VOID  _nx_ip_driver_deferred_processing(NX_IP *ip_ptr)
{

    /* Set event flags to wake the IP helper thread, which will in turn
       call the driver with the NX_LINK_DEFERRED_PROCESSING command.  */
    tx_event_flags_set(&(ip_ptr -> nx_ip_events), NX_IP_DRIVER_DEFERRED_EVENT, TX_OR);
}

Then, this is picked-up by something in the ip_thread task, which process the packet by issuing a driver request.

What i found a bit tricky is those parts (but i might be wrong):

1st, the nx_driver_information.nx_driver_information_deferred_events is set to 1 (as per code snippet above) without any protection against 2nd point.

2nd, the "nx_driver_information.nx_driver_information_deferred_events = 0;" is set here to zero by disabling interrupts

static VOID  _nx_driver_deferred_processing(NX_IP_DRIVER *driver_req_ptr)
{

  TX_INTERRUPT_SAVE_AREA

    ULONG       deferred_events;


  /* Disable interrupts.  */
  TX_DISABLE

    /* Pickup deferred events.  */
    deferred_events =  nx_driver_information.nx_driver_information_deferred_events;
  nx_driver_information.nx_driver_information_deferred_events =  0;

  /* Restore interrupts.  */
  TX_RESTORE
    /* Check for a transmit complete event.  */
    if(deferred_events & NX_DRIVER_DEFERRED_PACKET_TRANSMITTED)
    {

      /* Process transmitted packet(s).  */
      HAL_ETH_ReleaseTxPacket(&eth_handle);
    }
  /* Check for received packet.  */
  if(deferred_events & NX_DRIVER_DEFERRED_PACKET_RECEIVED)
  {

    /* Process received packet(s).  */
    _nx_driver_hardware_packet_received();
  }

  /* Mark request as successful.  */
  driver_req_ptr->nx_ip_driver_status =  NX_SUCCESS;
}

Am i on the right way?

D.

Davide Dalfra · ‎2025-07-13

Weekend news:

i found some more to work with, and on the interrupt side i stabilized the situation. Now i am quite able to get good eth performances and also i am able to restore the system after flooding.
Tested also with hping3, and it almost works.

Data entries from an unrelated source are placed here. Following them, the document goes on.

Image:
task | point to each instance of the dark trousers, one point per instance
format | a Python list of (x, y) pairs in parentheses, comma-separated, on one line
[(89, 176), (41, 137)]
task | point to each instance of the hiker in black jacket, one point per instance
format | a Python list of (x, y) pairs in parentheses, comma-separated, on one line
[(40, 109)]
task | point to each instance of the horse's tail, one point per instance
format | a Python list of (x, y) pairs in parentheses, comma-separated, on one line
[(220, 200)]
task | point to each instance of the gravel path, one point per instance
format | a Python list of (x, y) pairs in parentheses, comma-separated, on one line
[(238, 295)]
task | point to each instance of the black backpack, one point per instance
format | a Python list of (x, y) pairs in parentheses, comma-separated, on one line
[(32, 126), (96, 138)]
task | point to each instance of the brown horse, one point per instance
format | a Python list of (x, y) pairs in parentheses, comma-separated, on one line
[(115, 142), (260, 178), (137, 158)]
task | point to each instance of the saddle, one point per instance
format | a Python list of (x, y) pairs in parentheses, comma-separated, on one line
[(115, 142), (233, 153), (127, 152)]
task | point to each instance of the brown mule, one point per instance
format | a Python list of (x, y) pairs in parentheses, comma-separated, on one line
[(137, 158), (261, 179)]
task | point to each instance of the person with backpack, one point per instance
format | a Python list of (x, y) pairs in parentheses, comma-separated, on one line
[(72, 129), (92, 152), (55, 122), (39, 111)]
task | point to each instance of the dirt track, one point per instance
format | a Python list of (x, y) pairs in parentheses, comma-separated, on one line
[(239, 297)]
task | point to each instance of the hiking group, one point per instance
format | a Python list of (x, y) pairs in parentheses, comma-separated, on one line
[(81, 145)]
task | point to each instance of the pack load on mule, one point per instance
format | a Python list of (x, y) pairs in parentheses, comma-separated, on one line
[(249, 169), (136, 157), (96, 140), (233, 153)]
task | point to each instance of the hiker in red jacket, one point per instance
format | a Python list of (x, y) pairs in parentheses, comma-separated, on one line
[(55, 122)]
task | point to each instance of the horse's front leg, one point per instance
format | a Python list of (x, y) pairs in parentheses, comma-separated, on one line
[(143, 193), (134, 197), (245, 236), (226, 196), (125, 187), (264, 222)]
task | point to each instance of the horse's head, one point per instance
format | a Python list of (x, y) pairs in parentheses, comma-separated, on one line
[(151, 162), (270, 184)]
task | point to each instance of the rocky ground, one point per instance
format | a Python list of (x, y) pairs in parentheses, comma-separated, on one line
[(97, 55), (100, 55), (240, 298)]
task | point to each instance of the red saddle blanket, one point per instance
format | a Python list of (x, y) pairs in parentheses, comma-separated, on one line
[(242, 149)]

I have now a question: sometimes i fall into HAL_ETH_ErrorCallback. How the restore of the ETH peripheral shall be made?
Setting a new event and picking it up on the working thread to issue a restart? Any good suggestion?
I fall into with:

heth->gState = 35
heth->ErrorCode = 8
heth->DMAErrorCode = 33920

Regards

Davide